Succeeding Jocketty, Mozeliak was placed in a position where he had to assuage his cantankerous veteran manager LaRussa (sometimes “yes-ing” him to death to keep him quiet) while fulfilling the mandate of ownership that became clear when they hired Luhnow in the first place.

This was a subtle and underappreciated accomplishment by Mozeliak.

Were the late round players who made it to the big leagues—some of which became star-caliber like Garcia—the result of change in philosophy spurred by Luhnow’s presence? Or was it typical luck that has to be present as it was when Jocketty’s operation picked Albert Pujols in the 13th round of the 1999 draft?

The trades that Kepner brings up came as a result of LaRussa’s sharp-elbowed infighting to get what he wanted due to his stature and accumulated credibility from years of winning his way. They had nothing to do with Luhnow in a concrete sense.

The perception of a star player like Matt Holliday being available via trade is connected to his contract status; he was not re-signing with the Athletics and the 2009 A’s were playing poorly, so they traded him for some players that had been drafted under Luhnow.

One thing doesn’t justify the other.

Luhnow is in a less contentious position with the Astros than he was when he entered baseball as an outsider in 2003. With a new owner; a barren farm system; and essentially an expansion roster, he’s free to do whatever he wants from top-to-bottom and hire people who are of similar mind and will implement what he believes.

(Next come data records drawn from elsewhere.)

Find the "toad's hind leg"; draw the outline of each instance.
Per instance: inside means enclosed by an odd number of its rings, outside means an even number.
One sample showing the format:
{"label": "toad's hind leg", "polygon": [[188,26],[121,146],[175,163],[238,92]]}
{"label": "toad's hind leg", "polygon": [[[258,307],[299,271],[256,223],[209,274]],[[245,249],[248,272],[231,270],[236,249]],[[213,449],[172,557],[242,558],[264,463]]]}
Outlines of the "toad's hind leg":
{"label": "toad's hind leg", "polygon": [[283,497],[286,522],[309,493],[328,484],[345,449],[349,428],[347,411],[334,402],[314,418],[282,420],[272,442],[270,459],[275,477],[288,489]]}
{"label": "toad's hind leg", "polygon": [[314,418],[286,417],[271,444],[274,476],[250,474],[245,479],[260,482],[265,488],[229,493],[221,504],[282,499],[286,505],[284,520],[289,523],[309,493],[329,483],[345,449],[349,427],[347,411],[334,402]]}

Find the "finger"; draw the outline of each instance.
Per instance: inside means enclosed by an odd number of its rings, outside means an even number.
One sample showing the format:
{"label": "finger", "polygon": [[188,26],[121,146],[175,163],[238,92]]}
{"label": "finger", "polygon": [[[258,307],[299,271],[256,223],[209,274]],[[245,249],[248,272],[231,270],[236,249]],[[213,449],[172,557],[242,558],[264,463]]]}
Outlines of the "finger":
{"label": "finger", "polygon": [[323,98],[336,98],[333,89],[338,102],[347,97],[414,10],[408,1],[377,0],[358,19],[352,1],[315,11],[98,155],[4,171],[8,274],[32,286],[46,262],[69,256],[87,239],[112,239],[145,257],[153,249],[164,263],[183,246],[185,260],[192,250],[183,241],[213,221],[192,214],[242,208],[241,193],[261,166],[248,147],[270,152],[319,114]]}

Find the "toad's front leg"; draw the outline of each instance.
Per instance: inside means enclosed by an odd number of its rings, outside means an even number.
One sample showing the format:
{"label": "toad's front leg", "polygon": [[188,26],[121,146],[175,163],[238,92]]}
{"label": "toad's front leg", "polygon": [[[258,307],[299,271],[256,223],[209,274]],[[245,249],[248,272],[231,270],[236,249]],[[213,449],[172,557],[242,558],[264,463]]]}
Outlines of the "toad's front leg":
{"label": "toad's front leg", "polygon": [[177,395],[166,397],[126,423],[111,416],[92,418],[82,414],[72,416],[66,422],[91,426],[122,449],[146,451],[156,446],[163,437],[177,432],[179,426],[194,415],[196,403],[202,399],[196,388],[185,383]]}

But it’s got nothing to do with what he did as a Cardinals executive because his contribution was secondary to having a Hall of Fame manager and a GM who was adept at placating those with differing philosophies that were trying to push him in one direction or another.

If anyone deserves the credit for the Cardinals ability to navigate these issues and still win, it’s Mozeliak.

Will Luhnow be a Paul DePodesta? Someone with the knowledge of numbers and solid resume but was unable to deal with the ancillary aspects of the big job? Or will he be a Jon Daniels? One who overcame a rocky start and muddled ownership/managerial situation, but has become one of the best, if not the best GM in baseball?

We won’t know until we know.

Luhnow’s getting his chance now. He’s the boss of the Astros. For better. Or worse.